Stress Sensitivity Analysis of Seepage Pores in Coal Briquettes Based on Compressed Exhaust and Pressure-Transient Tests

Abstract

Seepage pores are the main space for methane transport in the coal seam. To further investigate variation laws of seepage pores with stress, this study established a new method based on the compressed exhaust and pressure-transient tests to characterize the seepage pore size distribution under different effective stress conditions. The reconstituted coal briquette and nonabsorbent helium were adopted as the experimental samples. The results showed that the deformation of coal mass mainly originates from seepage pores. With the increase of confining stress, the volume reduction of seepage pores presents a logarithmic growth.
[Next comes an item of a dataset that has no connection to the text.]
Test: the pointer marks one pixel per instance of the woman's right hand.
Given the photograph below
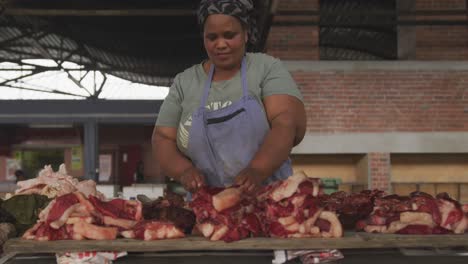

The initial seepage porosity of the tectonic coal specimen, i.e., the seepage porosity when effective stress is zero, was estimated to be 5.28%, accounting for 36.24% of the total porosity obtained by helium saturation. When effective stress is in the range of 13–48 MPa, the size of seepage pores generally ranges from 0.1 to 1.0 μm. The volume of seepage pores with sizes ranging from 0.1 to 0.5 μm always accounts for more than 80% of the volume of total seepage pores, and this proportion is not affected by effective stress. The inverse proportional coefficient between the threshold pressure gradient of helium and seepage pore diameter was finally determined to be 0.55 ± 0.19 mPa.